ホワイトハウスの記者会見で記者らがバイデン大統領に対し、シリア空爆によってイラン政府にどのようなシグナルを送るつもりか、と質問した。これに対しバイデン大統領は「違法行為は容認しない」と回答した。そして、しばらく間をおいて、「用心したまえ」と付け加えた。
ホワイトハウスのジェン・サキ報道官は空爆の合法性について次のように説明した。
国内法の観点で、大統領はこれらの行動を実行に移す際、米兵を保護するという自らの全権に従った。標的は……今後数週間の間に追加攻撃が実施されるリスクを封じ込めることを目的に選定された……国際法の観点で、米国は自衛権を行使する形で行動した。これは国連憲章50条に記載されている通りだ。攻撃は脅威に対抗する上で必要不可欠なもので、先に加えられた攻撃に見合うものである。
国防総省のジョン・キルビー報道官によると、米軍はシリア空爆について衝突防止ラインを利用してロシア側に事前通知していたとのこと。記者会見の中でキルビー報道官は「通達義務としてやるべきことは継続するが、自国の軍防衛のためにやるべきことも継続する」と発言し、強硬姿勢への理解を求めた。

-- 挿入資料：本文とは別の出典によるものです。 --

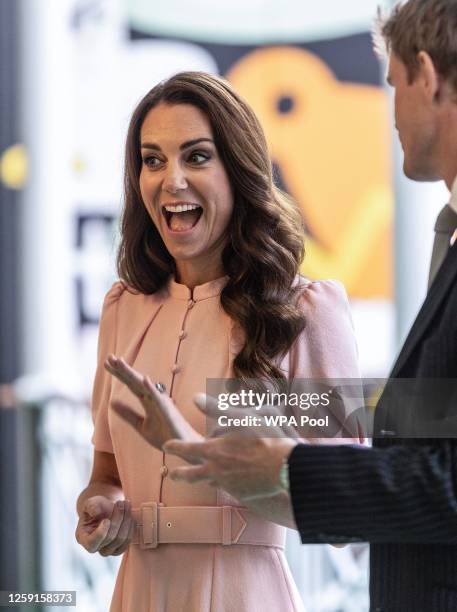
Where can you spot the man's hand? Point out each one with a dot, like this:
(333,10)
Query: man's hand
(246,468)
(162,420)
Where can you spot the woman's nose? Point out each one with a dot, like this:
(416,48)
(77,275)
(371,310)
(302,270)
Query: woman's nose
(175,179)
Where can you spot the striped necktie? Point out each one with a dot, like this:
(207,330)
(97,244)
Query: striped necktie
(445,226)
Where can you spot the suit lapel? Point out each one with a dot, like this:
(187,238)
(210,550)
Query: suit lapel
(437,293)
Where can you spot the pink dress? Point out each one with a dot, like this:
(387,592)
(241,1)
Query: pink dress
(181,338)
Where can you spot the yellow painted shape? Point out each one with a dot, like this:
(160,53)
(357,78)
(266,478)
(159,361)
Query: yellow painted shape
(333,149)
(14,166)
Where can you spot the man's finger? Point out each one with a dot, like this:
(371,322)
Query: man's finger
(191,474)
(126,413)
(193,452)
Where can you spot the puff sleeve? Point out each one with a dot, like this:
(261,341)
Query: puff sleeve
(101,393)
(326,350)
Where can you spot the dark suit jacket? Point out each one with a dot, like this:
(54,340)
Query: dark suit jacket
(400,495)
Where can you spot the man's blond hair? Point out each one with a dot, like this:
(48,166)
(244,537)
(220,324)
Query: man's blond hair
(422,25)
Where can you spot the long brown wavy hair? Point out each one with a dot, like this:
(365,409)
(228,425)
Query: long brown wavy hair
(265,237)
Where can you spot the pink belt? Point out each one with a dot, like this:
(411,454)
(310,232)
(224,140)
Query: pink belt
(157,524)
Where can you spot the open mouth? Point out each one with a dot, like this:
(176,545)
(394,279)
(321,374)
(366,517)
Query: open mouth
(182,218)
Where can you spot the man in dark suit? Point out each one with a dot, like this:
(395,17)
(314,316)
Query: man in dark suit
(401,494)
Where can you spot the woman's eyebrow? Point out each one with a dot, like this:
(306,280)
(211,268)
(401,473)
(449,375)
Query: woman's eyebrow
(191,143)
(185,145)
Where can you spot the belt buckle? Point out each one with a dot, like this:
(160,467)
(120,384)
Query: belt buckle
(149,522)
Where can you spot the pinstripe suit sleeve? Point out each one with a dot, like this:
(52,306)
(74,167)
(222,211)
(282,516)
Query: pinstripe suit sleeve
(394,494)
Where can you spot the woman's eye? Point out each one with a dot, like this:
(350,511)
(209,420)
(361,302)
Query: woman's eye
(151,161)
(198,157)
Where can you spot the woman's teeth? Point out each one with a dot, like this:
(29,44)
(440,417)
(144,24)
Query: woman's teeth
(181,207)
(182,217)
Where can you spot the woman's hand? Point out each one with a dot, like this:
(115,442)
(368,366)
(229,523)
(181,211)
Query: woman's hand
(105,526)
(162,420)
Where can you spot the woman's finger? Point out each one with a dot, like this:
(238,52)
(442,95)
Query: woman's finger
(115,523)
(121,536)
(92,541)
(208,405)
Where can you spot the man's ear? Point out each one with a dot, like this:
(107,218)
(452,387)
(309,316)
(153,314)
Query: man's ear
(429,76)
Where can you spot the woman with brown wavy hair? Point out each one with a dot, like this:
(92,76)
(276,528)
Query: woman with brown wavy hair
(209,258)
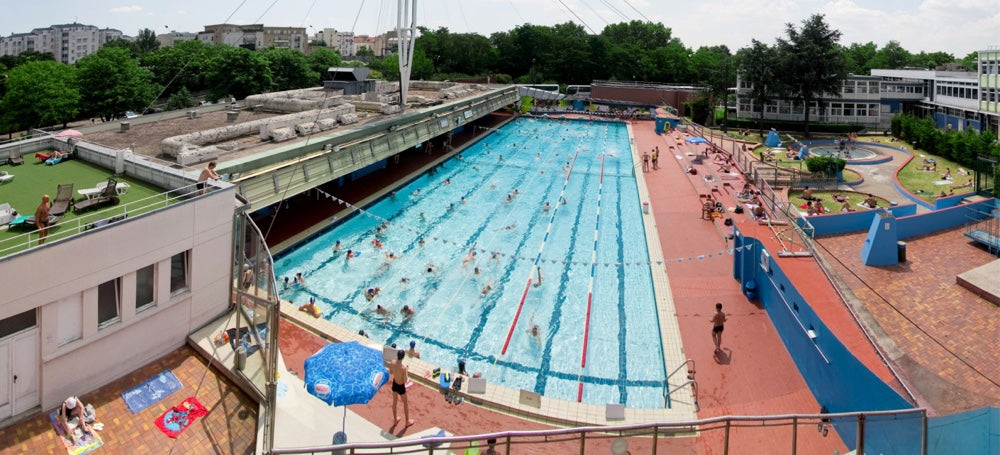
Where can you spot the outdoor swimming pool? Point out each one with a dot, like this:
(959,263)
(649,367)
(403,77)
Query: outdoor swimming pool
(592,246)
(856,152)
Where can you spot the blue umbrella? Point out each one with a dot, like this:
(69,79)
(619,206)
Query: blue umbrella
(345,373)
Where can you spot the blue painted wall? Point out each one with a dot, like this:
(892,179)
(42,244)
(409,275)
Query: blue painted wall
(969,433)
(840,382)
(839,223)
(926,223)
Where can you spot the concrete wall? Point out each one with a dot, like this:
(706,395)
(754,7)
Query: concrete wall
(838,380)
(72,269)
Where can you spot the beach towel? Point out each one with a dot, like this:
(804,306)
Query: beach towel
(85,442)
(154,389)
(179,417)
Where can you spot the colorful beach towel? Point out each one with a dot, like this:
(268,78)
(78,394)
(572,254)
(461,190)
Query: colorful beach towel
(85,443)
(154,389)
(179,417)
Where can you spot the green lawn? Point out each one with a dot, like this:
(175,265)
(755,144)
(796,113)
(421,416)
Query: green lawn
(33,179)
(921,183)
(853,199)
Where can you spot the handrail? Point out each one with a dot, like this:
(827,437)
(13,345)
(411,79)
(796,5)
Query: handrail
(680,426)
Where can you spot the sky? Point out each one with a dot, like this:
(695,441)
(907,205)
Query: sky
(954,26)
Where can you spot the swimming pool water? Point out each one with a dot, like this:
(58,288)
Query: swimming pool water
(454,319)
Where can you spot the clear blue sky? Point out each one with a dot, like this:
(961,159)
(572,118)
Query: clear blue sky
(954,26)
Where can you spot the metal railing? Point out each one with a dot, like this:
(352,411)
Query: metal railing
(810,433)
(70,228)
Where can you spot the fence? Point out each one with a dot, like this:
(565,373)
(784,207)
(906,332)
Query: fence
(797,433)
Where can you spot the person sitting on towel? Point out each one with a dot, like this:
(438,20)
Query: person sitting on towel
(71,417)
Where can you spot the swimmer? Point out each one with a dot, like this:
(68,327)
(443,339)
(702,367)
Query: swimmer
(469,257)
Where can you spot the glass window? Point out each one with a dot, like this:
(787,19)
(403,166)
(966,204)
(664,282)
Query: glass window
(178,272)
(107,302)
(17,323)
(144,293)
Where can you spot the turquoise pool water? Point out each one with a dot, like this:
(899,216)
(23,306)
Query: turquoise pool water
(454,319)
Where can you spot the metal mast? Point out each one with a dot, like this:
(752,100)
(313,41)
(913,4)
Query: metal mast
(405,38)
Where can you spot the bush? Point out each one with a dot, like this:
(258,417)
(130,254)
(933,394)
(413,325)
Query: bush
(825,165)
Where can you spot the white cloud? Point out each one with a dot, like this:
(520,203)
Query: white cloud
(126,9)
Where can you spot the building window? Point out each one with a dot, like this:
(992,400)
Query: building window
(144,292)
(108,299)
(178,273)
(17,323)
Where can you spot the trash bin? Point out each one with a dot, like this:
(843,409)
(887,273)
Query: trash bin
(241,357)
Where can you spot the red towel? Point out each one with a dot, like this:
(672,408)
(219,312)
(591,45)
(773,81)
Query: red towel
(178,418)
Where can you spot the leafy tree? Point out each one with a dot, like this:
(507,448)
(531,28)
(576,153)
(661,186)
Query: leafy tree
(39,93)
(712,67)
(237,72)
(112,82)
(858,57)
(757,65)
(321,60)
(892,56)
(181,100)
(146,41)
(289,69)
(811,63)
(181,65)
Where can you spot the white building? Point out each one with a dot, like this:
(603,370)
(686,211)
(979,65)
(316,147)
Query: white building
(67,42)
(95,304)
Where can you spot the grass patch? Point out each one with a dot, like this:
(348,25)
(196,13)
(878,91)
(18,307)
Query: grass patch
(33,179)
(922,183)
(853,199)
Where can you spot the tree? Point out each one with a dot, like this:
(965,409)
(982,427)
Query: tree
(811,63)
(112,82)
(39,93)
(146,41)
(289,69)
(321,60)
(757,64)
(238,72)
(181,100)
(181,65)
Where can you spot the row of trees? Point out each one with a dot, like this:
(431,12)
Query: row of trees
(960,147)
(38,91)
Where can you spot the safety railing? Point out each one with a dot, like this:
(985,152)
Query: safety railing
(901,431)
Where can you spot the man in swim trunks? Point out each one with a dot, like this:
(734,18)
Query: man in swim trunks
(718,322)
(399,373)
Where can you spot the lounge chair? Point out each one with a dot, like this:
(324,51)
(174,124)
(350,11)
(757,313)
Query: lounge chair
(7,214)
(15,158)
(64,196)
(109,196)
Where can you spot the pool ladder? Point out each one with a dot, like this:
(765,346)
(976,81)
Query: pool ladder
(668,390)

一方、国防総省からの事前通知についてロシアのセルゲイ・ラブロフ外相は、空爆実施の数分前に連絡されたと状況を説明し、そうした連絡は「まったく無意味」と指摘している。
米空軍所属のF15戦闘機2機は現地時間で25日深夜、シリア東部でシーア派武装勢力が使用する施設にミサイル攻撃を実施した。サウジアラビアのテレビ局「アル=アラビーヤ」によると、この攻撃でシーア派武装勢力「カタイブ・ヒズボラ」と「カターイブ・サイード・シュハダ」の戦闘員22人が死亡した。これら2つの武装勢力は、シリア政府軍側で国際テロ組織「ダーイシュ」(=IS、ロシアで活動禁止)のテロリストと交戦している。
国防総省によると、F15戦闘機はあわせて7発の高性能ミサイルを発射し、9つの施設を完全に破壊したほか、2つの施設に損壊を加え機能停止状態とした。国防総省はこれらの施設を破壊したことにより、イラク領における武装勢力の活動を阻止できるとしている。また、この攻撃は自衛を目的としたもので、米軍、および有志連合軍を将来的に保護するものになると説明している。
シリア空爆後、米軍は報復の可能性が高いとして、警戒態勢を数日間にわたって強化するようイラク駐留軍に命じている。